Nick and A.J. kept her mind off Charlie for the rest of the night with their antics. She laughed a lot with them, letting her worries disappear, as she spent one last night with all the kids she’d hung out with at high school for the last few years. The genie mysteriously disappeared an hour after his arrival, an hour before his booked time. Rachel was pissed because she’d paid to have him there for the two hours. Somehow, Staci talked her down. Personally, Ari was glad he had left. The guy gave her the creeps and as for the thing she’d wished for, she didn’t even want to think about that.
For a moment, when A.J. wasn’t cracking a joke, Charlie and the girl upstairs crossed her mind and the breath whooshed out of her body. So distracted by her emotions, she even let Nick put his arm around her shoulders as they all hung out. The party played out around her in a blur of movement and color. Words were spoken, hands touched, lips kissed a cheek. But none of it meant anything to her. She let it happen, glad for the distance between her mind and it.
It was late when people left. Rachel and Staci wanted to stay behind to clean up, but Ari just wanted everyone out. Maybe she was more like her dad than she thought, because all she wanted now was to be alone. She wanted silence. It took a lot of energy, and some pleading with Nick, but between the two of them, they persuaded Rache and Staci to leave. She hugged her friends as they stepped out into the cool night air and watched them throw themselves into the back seat of Staci’s dad’s car. God, she hoped they didn’t throw up. She shut the door.
Alone. At last.
Ari turned the lock on the door and strolled slowly to her living room. Paper cups, streamers, and wrapping paper littered every available space. Her gifts were scattered all over, some of them already broken. Drink spilled onto furniture, food crunched into the floor. Just the thought of cleaning it up exhausted her.
“I’ll do it in the morning,” she mumbled, turning for the stairs.
The strange events of the day buzzed in the background of her mind and echoed in raw pain in her chest, but exhaustion won out. Kicking off her shoes, Ari climbed into her huge bed with her jeans still on and collapsed against her pillow, sinking into the cold mattress.

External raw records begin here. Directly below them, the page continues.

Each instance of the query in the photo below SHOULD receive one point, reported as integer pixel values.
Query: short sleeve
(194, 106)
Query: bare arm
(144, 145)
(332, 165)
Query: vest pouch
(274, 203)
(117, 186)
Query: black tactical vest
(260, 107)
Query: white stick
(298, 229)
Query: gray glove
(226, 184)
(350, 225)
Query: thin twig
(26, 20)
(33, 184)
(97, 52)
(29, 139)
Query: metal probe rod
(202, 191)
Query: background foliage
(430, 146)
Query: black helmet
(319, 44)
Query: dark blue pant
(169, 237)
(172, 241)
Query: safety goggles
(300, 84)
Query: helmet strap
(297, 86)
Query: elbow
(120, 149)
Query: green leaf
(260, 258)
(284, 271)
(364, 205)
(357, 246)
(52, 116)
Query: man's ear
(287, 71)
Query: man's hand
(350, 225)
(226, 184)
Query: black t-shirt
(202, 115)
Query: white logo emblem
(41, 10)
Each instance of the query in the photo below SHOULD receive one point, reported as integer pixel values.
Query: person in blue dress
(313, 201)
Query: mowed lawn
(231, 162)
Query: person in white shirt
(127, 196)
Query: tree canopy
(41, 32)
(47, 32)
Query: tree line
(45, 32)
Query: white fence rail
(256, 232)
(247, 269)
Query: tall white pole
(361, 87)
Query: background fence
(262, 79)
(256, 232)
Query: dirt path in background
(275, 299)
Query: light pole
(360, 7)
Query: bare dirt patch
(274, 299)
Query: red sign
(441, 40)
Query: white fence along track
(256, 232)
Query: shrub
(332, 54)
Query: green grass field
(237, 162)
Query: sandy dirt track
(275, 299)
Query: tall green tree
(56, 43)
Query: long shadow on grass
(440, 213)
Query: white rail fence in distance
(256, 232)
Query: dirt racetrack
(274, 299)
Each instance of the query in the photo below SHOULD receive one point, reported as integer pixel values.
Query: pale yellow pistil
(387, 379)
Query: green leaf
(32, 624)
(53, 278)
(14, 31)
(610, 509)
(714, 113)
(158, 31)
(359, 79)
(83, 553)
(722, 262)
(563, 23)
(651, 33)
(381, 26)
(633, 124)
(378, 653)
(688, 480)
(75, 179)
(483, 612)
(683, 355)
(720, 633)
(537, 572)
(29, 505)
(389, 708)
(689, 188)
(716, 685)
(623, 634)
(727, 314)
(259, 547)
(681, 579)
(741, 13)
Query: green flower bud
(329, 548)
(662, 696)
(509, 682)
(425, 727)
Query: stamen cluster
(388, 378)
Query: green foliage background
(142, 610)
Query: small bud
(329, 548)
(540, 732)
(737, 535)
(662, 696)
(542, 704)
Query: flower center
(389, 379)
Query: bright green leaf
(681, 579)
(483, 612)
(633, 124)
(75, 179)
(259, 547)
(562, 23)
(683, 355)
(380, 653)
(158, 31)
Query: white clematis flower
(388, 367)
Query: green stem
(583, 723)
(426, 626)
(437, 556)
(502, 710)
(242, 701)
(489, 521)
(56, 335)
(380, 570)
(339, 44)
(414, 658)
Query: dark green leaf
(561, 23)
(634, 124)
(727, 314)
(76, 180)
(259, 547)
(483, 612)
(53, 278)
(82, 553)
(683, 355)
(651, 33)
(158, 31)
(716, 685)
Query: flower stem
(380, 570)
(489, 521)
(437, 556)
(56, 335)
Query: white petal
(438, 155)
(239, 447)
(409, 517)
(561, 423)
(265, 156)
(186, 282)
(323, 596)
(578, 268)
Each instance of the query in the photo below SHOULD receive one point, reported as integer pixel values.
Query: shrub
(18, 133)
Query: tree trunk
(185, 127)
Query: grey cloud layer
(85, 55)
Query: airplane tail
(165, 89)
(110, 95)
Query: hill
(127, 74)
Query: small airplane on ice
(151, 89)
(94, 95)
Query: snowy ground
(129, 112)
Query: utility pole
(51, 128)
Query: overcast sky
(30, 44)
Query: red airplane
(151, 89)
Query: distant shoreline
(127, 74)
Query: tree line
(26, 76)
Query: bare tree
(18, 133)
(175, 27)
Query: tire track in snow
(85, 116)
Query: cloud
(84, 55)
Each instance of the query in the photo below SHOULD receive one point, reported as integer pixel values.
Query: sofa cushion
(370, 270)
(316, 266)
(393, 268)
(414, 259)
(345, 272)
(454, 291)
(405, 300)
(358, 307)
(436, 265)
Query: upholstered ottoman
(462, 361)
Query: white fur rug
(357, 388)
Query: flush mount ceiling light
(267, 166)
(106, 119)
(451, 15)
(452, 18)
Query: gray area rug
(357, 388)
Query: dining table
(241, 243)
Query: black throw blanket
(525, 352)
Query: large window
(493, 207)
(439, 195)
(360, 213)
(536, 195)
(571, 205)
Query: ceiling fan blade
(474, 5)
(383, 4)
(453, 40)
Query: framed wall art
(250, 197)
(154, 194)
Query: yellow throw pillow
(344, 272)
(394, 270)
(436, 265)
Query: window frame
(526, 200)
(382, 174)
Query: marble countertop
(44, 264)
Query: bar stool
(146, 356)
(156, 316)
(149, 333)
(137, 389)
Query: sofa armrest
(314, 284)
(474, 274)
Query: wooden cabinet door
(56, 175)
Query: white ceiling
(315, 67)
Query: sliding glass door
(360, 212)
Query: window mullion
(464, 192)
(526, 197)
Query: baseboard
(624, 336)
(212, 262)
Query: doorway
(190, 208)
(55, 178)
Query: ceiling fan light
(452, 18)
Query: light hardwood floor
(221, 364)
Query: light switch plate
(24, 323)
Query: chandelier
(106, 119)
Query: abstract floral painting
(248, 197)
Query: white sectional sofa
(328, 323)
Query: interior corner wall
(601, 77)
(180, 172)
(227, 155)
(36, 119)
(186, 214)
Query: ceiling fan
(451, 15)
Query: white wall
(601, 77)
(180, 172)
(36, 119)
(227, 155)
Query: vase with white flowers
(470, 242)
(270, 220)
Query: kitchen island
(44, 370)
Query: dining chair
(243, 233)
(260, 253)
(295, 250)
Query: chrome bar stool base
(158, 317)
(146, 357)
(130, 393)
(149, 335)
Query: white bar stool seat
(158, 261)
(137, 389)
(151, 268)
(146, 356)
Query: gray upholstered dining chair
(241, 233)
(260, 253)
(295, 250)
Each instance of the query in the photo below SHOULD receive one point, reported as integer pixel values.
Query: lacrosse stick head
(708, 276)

Her eyes were just closing when she heard the creak of her door. Her heart spluttered and she looked up, squinting in the dark. “Ms. Maggie?” she whispered, watching as the dark shape of a person appeared in the doorway. “Who’s there?” She scrambled up into a sitting position, her heart pounding. An image of the creepy genie guy Rabir flashed across her eyes and she tried in her panic to remember where she’d put her baseball bat.
“Ari,” a familiar deep voice croaked and her eyes widened as the shape formed in the dark, moving closer to her bed.
“Charlie?”
He gazed down at her, his hair all over the place, his clothes in desperate need of an iron. Ari felt the ache in her chest spread when she took in the haunted look in his eyes. They glimmered with unshed tears, blazing with the agony of his grief. Ari felt the choking sensation in her throat and tried to breathe through it. Somehow, everything that had happened until that point disappeared and all Ari saw was the boy she loved, needing her. Silently, she moved over to make room for him, watching quietly as he climbed onto the bed and stretched out beside her. Charlie rested against the pillow and he turned on his side to meet her eyes. A tear slid down his cheek. He made a rough choking sound and his body shuddered with wracking sobs. Without making a sound, Ari slipped her hand across the comforter to grasp his. She felt his fingers curl around hers, squeezing tight. It was only when the sounds of his deep sobbing quieted and the echoes of them finally faded that Ari relaxed. She studied his chest as it stopped shuddering, easing in and out slowly as he slept. Assured slumber had momentarily eased his grief, Ari finally closed her eyes, letting her conscious do the same for her. Their hands anchored one to the other.